In time, more local control of food and products such as these that are grown and produced in healthy, sustainable ways, and where “ownership” is vested within the local community, will provide, through self-reliance, an enhanced capacity to deal with change, as well as contribute to a reduction in vulnerabilities to the vagaries of the global marketplace. That there is no word in the local Athabascan languages for ‘sustainability’ is interesting; that there are several words for ‘self-reliance’ reflects a world view that can easily be incorporated into a culturally appropriate and modern blueprint for the future. The wild food harvest must be protected and encouraged, even as rural Alaskans are seeking new ways to enhance a more dependable and affordable food supply, integrating diet and health with sustainable community design, through innovating initiatives such as village gardening and other non- and for-profit crop and non-timber forest resource cultivation.

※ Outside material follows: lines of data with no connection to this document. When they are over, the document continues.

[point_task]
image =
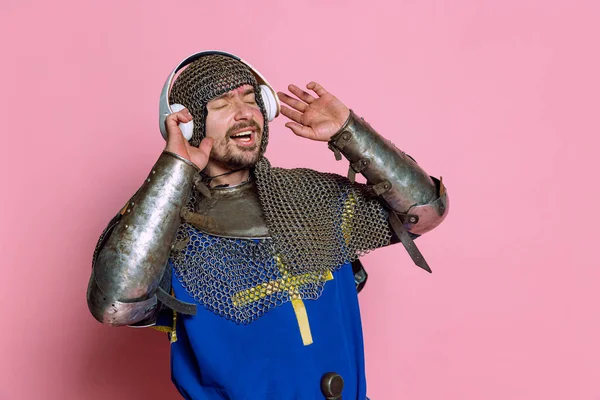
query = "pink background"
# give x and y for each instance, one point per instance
(498, 97)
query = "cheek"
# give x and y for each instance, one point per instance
(213, 128)
(258, 117)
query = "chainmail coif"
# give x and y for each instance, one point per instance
(317, 221)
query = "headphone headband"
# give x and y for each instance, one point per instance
(267, 92)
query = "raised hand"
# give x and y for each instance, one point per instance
(177, 144)
(316, 118)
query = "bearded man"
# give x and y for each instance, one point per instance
(253, 270)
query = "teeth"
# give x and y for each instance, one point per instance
(245, 133)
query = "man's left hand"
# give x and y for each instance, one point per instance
(316, 118)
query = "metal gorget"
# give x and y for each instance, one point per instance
(231, 212)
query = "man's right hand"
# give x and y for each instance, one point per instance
(177, 144)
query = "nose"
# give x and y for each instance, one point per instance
(243, 110)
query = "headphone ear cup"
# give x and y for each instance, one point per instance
(269, 101)
(187, 128)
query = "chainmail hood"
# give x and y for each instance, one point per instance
(208, 78)
(317, 222)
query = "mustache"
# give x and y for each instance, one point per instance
(242, 125)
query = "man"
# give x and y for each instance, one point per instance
(258, 259)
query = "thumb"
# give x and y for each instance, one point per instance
(206, 146)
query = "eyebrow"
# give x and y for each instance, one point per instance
(228, 94)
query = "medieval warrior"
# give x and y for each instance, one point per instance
(254, 270)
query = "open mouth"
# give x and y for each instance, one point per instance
(245, 136)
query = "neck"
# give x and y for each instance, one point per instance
(228, 177)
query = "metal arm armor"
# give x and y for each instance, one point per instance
(420, 200)
(132, 253)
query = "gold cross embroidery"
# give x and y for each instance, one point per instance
(292, 283)
(287, 283)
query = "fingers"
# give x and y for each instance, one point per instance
(179, 116)
(292, 102)
(318, 89)
(300, 130)
(172, 121)
(206, 146)
(301, 94)
(292, 114)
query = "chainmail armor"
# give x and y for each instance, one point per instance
(317, 221)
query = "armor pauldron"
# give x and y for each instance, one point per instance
(130, 259)
(419, 199)
(111, 311)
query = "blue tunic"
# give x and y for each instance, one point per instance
(215, 358)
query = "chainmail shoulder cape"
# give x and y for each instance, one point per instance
(317, 222)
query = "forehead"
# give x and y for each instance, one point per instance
(241, 90)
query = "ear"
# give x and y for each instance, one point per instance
(187, 128)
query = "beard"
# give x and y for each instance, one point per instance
(232, 156)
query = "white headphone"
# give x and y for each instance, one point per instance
(268, 94)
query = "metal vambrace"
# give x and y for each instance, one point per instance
(417, 201)
(132, 254)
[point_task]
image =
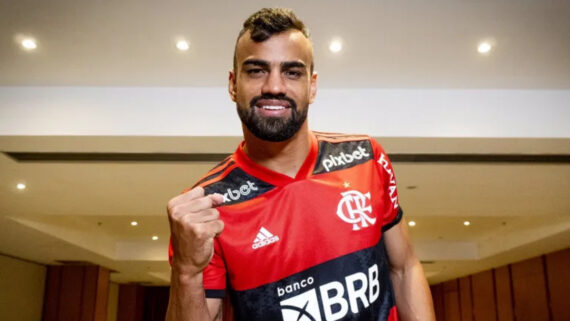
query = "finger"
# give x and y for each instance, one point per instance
(195, 205)
(217, 199)
(214, 228)
(201, 217)
(194, 193)
(186, 197)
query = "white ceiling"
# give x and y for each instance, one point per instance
(395, 44)
(81, 211)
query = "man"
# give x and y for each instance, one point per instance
(295, 225)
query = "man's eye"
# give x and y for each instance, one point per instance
(255, 71)
(293, 74)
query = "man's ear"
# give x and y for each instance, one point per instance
(313, 88)
(232, 85)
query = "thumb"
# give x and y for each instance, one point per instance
(217, 199)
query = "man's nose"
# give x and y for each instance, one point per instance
(274, 84)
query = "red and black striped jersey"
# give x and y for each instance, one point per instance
(308, 247)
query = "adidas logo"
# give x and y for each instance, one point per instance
(264, 238)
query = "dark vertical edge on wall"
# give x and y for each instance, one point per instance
(459, 299)
(494, 279)
(512, 292)
(51, 293)
(471, 294)
(102, 295)
(547, 288)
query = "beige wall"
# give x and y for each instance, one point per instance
(21, 290)
(113, 301)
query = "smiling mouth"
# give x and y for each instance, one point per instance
(273, 107)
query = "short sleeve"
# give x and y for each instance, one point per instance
(391, 210)
(214, 275)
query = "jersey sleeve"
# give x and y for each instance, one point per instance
(391, 210)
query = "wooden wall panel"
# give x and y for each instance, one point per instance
(558, 272)
(70, 295)
(482, 286)
(503, 294)
(451, 301)
(102, 298)
(89, 292)
(529, 290)
(465, 299)
(438, 305)
(131, 302)
(51, 296)
(72, 292)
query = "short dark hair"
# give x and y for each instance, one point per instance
(269, 21)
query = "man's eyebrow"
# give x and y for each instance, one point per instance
(292, 64)
(256, 62)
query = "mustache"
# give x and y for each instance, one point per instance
(255, 99)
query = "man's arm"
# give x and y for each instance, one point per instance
(188, 302)
(413, 297)
(194, 222)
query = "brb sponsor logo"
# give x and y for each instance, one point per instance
(354, 208)
(236, 194)
(344, 159)
(337, 298)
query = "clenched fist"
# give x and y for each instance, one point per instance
(194, 222)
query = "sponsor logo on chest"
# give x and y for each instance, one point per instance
(355, 208)
(343, 159)
(236, 194)
(351, 294)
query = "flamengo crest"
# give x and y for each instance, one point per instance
(354, 208)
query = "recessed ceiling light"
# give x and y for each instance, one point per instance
(335, 46)
(29, 44)
(182, 45)
(484, 47)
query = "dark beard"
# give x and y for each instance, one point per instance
(273, 129)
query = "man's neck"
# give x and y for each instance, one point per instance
(285, 157)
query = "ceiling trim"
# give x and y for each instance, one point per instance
(76, 157)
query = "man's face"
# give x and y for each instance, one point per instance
(273, 85)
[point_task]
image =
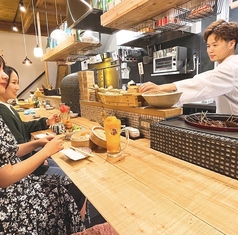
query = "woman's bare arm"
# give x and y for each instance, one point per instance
(10, 174)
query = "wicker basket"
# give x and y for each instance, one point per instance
(203, 148)
(133, 99)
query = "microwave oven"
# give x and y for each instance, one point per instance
(172, 60)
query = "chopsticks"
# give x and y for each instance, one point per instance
(81, 151)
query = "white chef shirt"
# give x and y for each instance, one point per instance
(220, 83)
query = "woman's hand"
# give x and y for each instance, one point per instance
(148, 86)
(53, 146)
(52, 119)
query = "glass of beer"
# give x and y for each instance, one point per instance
(112, 127)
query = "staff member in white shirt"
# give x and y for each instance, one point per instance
(220, 83)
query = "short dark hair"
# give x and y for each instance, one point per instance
(223, 30)
(8, 70)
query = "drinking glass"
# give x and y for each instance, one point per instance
(112, 127)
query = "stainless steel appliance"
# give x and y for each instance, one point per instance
(170, 60)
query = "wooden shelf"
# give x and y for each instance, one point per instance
(68, 47)
(127, 14)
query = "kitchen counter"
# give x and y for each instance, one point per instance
(149, 192)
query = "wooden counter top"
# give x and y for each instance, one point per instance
(149, 192)
(163, 113)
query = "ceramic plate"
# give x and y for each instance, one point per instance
(74, 155)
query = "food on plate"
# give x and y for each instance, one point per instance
(68, 126)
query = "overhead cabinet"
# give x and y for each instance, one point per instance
(70, 47)
(128, 14)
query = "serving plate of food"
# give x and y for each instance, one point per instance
(213, 121)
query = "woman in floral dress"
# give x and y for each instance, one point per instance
(32, 204)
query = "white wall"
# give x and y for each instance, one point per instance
(12, 47)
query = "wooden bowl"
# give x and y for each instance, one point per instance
(98, 136)
(161, 99)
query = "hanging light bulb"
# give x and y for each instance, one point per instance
(21, 6)
(14, 28)
(58, 34)
(38, 52)
(26, 61)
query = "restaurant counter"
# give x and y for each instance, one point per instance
(149, 192)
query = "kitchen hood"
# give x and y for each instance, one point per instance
(81, 15)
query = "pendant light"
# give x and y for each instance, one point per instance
(38, 52)
(58, 34)
(21, 6)
(26, 61)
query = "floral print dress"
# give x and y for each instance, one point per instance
(35, 204)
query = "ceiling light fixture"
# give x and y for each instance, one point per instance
(26, 61)
(21, 6)
(58, 34)
(14, 27)
(38, 52)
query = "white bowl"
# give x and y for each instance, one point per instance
(161, 99)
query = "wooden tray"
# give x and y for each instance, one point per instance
(128, 99)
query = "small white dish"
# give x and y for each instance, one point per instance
(73, 155)
(49, 107)
(73, 115)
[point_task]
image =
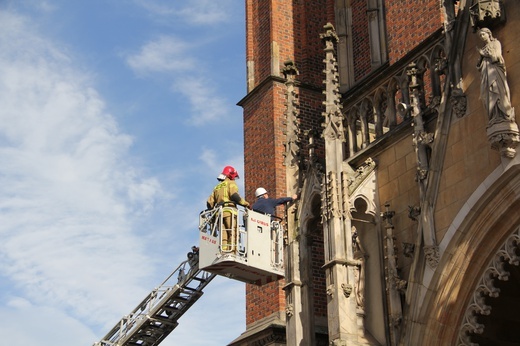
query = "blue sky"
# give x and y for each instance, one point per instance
(116, 117)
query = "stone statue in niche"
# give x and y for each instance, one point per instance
(494, 90)
(359, 271)
(502, 130)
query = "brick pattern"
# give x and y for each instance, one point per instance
(295, 28)
(360, 42)
(409, 22)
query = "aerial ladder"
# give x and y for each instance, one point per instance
(255, 256)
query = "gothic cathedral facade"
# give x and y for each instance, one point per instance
(394, 122)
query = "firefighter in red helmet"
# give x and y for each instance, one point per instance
(226, 194)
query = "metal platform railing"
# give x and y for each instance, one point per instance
(158, 314)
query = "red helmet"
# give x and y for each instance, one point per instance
(230, 172)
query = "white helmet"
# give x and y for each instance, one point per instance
(260, 191)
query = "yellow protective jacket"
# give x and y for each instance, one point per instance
(226, 193)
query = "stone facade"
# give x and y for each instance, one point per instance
(395, 124)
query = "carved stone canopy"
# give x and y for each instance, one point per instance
(487, 13)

Locals consider local sources of food to be important for multiple reasons, and identify local food production as an excellent example of how to (re)build regional community networks. In view of the impossibility of turning back the clock and fully restoring an earlier food system, what is the alternative for rural residents and communities who seek to enhance community security and self reliance? And what is our role, as resource managers, state regulators, researchers and extension agents? While I do not propose to have the authority to speak for rural people or local communities, my colleagues and I do have the ability to work with them as facilitators in positive, collaborative ways to help craft innovative solutions to commonly shared problems. By enabling local decision making and experimentation with whatever resources we can bring to bear, academics and other agencies can support communities and their cultural values by allowing action to take place within a local cultural context and allowing people to address equity on a local scale, which contributes to local specialization and local knowledge and fuels innovation from within; the process of trial and error, though it may result in 10 failures for each success, builds knowledge, expertise, and confidence at every step.

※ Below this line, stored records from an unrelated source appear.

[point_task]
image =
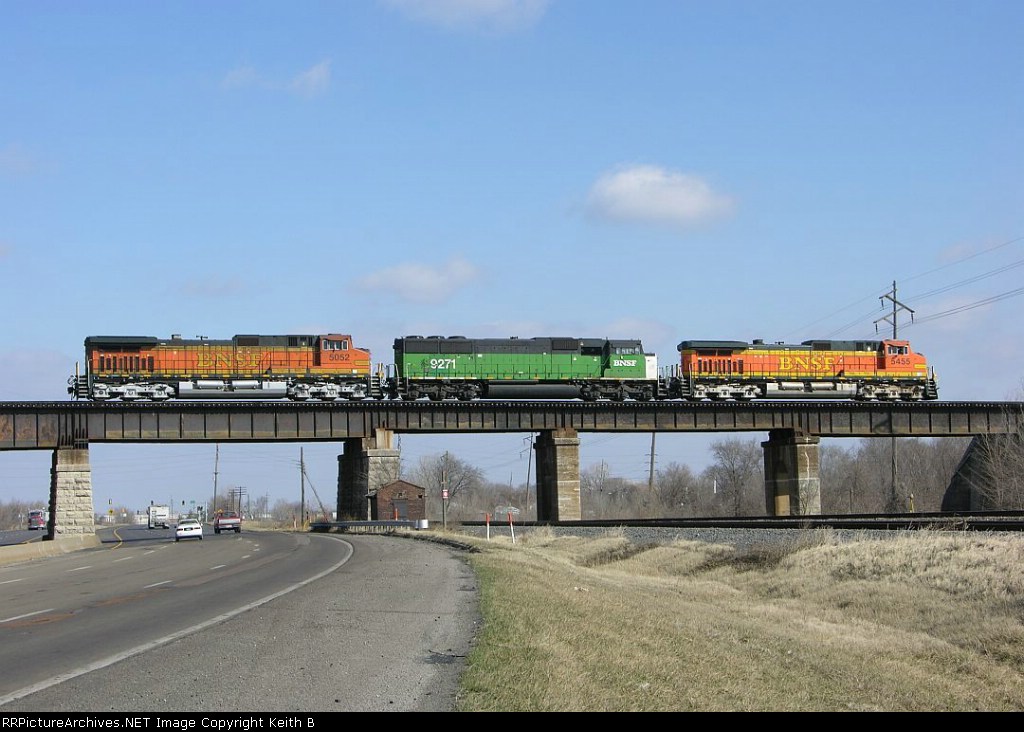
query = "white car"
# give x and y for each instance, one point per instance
(188, 528)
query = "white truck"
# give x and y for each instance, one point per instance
(227, 521)
(160, 516)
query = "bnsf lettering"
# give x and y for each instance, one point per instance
(806, 362)
(227, 361)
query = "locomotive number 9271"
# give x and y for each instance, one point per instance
(330, 367)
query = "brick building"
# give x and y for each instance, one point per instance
(399, 500)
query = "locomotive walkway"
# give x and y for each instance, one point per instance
(370, 461)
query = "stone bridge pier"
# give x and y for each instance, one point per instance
(72, 517)
(365, 466)
(793, 486)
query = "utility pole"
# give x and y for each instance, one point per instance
(216, 464)
(894, 503)
(444, 470)
(650, 474)
(529, 466)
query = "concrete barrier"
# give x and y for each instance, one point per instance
(37, 550)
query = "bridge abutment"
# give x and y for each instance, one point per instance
(366, 465)
(793, 485)
(558, 475)
(72, 517)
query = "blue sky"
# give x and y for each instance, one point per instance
(662, 170)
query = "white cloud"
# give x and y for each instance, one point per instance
(492, 15)
(422, 283)
(15, 161)
(311, 82)
(651, 195)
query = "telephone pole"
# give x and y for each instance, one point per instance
(893, 319)
(216, 464)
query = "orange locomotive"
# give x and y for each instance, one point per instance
(886, 370)
(129, 368)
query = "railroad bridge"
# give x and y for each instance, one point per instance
(370, 460)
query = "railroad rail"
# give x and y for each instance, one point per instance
(952, 521)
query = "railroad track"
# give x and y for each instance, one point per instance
(958, 521)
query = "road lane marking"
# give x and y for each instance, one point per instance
(110, 660)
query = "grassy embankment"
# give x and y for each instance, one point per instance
(923, 621)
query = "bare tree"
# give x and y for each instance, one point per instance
(738, 475)
(676, 490)
(445, 472)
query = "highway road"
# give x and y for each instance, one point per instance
(256, 621)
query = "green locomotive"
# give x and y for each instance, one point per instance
(466, 369)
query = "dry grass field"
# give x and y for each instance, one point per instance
(922, 621)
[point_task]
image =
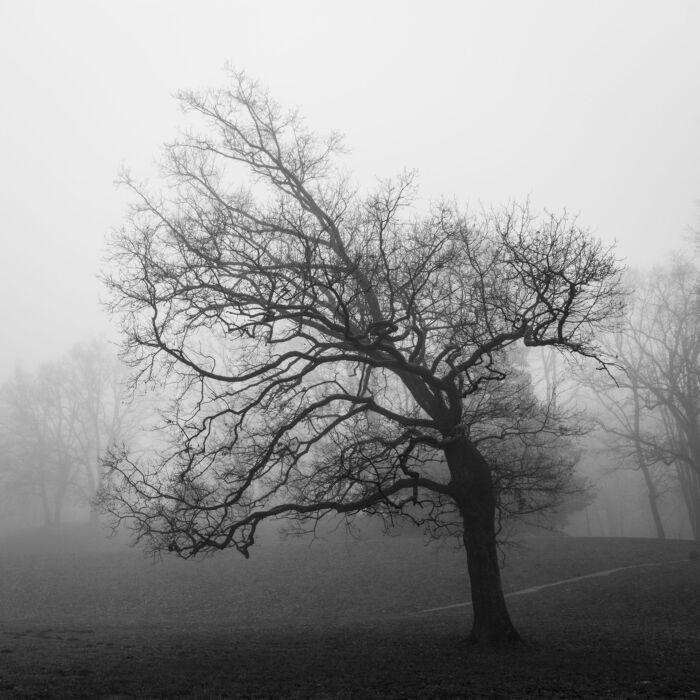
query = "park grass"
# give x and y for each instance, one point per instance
(342, 619)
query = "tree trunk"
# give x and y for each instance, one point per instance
(653, 497)
(474, 493)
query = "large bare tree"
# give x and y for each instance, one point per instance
(335, 352)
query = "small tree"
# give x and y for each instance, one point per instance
(55, 425)
(362, 344)
(662, 368)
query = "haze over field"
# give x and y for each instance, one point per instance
(593, 107)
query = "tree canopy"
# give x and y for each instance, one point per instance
(334, 350)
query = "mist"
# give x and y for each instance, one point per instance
(126, 572)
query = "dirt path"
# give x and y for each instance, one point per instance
(534, 589)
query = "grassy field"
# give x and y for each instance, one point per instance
(343, 619)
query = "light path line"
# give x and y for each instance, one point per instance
(534, 589)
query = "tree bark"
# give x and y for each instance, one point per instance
(474, 493)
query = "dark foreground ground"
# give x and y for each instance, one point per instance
(343, 620)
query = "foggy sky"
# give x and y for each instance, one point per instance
(589, 106)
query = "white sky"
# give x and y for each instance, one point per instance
(589, 106)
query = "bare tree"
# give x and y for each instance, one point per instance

Areas needing additional study
Downscale investigations of food assets and food insecurity from community to community are necessary. What is reaching the plate, what people are going without as they cope with food shortage, all of these need further review. Further study on the economic aspects of community food production is necessary, including the costs of importing materials and supplies, the productvity of using food scraps such as fish waste for fertilizer, and so forth.